El acuerdo firmado el martes por los presidentes Cristina Fernández de Kirchner y José Mujica no satisface el entendimiento que ambos habían alcanzado el 2 de junio, ni aporta una aproximación razonable a la preocupación creada por el grave impacto ambiental de la plata de celulosa sobre el Río Uruguay. Lamentablemente, queda abierta la cuestión.

En junio, se estableció que el 17 del corriente, las delegaciones debían acordar en la Comisión Administradora del Río Uruguay las condiciones de vigilancia para la planta de Botnia–UPM y de prevención de la contaminación del río.

No hay noticias de que esto se haya logrado.

La novedad es que, en 30 días, cada gobierno designará dos científicos para que conformen un comité de la CARU, a fin de monitorear el río y todos los establecimientos que vuelquen efluentes.
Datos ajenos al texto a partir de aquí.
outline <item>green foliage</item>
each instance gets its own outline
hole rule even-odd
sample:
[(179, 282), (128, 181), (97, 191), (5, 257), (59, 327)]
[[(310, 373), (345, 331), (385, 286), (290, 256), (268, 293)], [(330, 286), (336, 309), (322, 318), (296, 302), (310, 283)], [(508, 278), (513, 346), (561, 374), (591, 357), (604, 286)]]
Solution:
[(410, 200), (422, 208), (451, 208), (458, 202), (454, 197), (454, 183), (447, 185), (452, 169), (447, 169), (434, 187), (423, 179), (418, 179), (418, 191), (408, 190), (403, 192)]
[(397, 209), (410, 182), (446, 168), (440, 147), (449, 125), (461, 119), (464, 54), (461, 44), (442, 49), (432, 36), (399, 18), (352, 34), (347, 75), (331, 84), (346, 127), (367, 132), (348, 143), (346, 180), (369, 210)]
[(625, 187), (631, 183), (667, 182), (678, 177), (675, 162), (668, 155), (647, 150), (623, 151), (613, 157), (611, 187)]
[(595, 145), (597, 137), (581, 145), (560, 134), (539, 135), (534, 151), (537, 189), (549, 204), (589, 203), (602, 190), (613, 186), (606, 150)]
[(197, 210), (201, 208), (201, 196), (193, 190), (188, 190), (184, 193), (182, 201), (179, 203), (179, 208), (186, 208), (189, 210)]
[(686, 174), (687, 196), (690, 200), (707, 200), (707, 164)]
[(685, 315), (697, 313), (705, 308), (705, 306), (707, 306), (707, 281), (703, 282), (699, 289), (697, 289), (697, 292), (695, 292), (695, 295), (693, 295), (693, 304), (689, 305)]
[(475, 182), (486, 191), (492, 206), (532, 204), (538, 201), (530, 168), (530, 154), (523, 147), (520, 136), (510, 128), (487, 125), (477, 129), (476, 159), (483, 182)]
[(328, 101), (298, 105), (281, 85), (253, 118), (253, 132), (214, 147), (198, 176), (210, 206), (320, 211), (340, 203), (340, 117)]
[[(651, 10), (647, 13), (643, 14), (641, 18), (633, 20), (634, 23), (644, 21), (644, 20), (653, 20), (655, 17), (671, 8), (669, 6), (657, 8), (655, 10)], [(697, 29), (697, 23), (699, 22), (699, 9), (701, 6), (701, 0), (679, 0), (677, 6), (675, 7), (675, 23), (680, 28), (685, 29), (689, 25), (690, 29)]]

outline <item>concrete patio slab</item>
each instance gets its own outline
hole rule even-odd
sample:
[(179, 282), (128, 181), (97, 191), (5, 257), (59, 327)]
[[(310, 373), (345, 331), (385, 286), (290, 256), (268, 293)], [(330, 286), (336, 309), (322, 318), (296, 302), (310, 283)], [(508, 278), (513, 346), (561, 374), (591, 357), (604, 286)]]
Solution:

La CARU tiene cinco comisiones técnicas y ellas se ocupan del medio ambiente y el uso del agua, de la pesca y de la calidad de las aguas y la prevención de la contaminación. Están integradas por profesionales que en muchos casos son investigadores de primera línea. ¿En qué consiste entonces la novedad? Hablar de científicos no cambia la sustancia.
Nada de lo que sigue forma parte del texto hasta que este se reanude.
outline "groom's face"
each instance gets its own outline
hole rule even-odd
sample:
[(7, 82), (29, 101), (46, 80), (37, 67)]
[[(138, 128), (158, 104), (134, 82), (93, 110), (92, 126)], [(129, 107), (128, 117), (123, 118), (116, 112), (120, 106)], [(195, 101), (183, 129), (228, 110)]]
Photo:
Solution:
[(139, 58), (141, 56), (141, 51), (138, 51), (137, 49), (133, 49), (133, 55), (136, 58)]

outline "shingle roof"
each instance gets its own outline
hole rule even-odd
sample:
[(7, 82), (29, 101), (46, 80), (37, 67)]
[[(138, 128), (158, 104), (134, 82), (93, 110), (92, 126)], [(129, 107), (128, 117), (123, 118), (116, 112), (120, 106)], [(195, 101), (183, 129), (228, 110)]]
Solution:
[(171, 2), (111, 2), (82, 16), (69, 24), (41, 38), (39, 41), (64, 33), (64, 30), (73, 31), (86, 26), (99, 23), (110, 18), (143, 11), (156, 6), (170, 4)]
La CARU no ha definido el nuevo monitoreo en el río, que debe registrar los caudales, la velocidad y la dirección del flujo en toda la columna de agua, y controlar las condiciones atmosféricas.

Deben además definirse los indicadores y la frecuencia con que se tomarán las muestras. Importan la biota del río, las especies bio-acumuladoras de contaminantes, el plancton, y las diferentes especies ictícolas. Beben tomarse muestras del agua a distintas profundidades, de los sedimentos del fondo, y analizar el material en suspensión.

Deben controlarse los gases y el material suspendido que se lanza a la atmósfera, pero una frase críptica del Acuerdo dice que se controlarán las "emisiones gaseosas que puedan acceder al Río Uruguay".

¿Declinamos controlar la contaminación que puede llegar al territorio desde la planta? Pero además habrá que explicar cómo se distinguen los gases y partículas que pueden "caer" al río antes de alcanzar la otra costa.

Para el monitoreo en la planta los presidentes acordaron que las acciones estarán a cargo de la DINAMA y que se aplicarán las normativas de la CARU –que no existen para el caso– y las de la DINAMA. La norma de la DINAMA ha establecido que los operarios y supervisores de Botnia-UPM monitorean la planta, según informa la Comisión de Seguimiento de Monitoreo Ambiental. ¿Estará el Comité Científico estará sujeto a esa norma? ¿Es eso monitoreo conjunto, o automonitoreo de la industria consentido por los gobiernos? Las visitas científicas no podrán ser más de doce por año, a pesar de que el Estatuto del río Uruguay establece que "cada parte autorizará a la otra a efectuar estudios e investigaciones de carácter científico en su respectiva jurisdicción" y que esta autorización sólo podrá ser denegada en circunstancias excepcionales y por períodos limitados". Parece difícil restringir un tratado mediante un acuerdo pactado en el primer cordón del conurbano bonaerense.

Finalmente el acuerdo dice que el monitoreo comenzará en la planta de celulosa y en la desembocadura del Río Gualeguachú. El Estatuto del río asimila afluentes y efluentes.

Como no se indica ninguna industria en la desembocadura del río Gualeguaychú, puede entenderse que en la otra margen, donde esta la planta de celulosa, no se será monitoreado su interior, sino que sólo se observarán los efluentes cuando lleguen al Río Uruguay.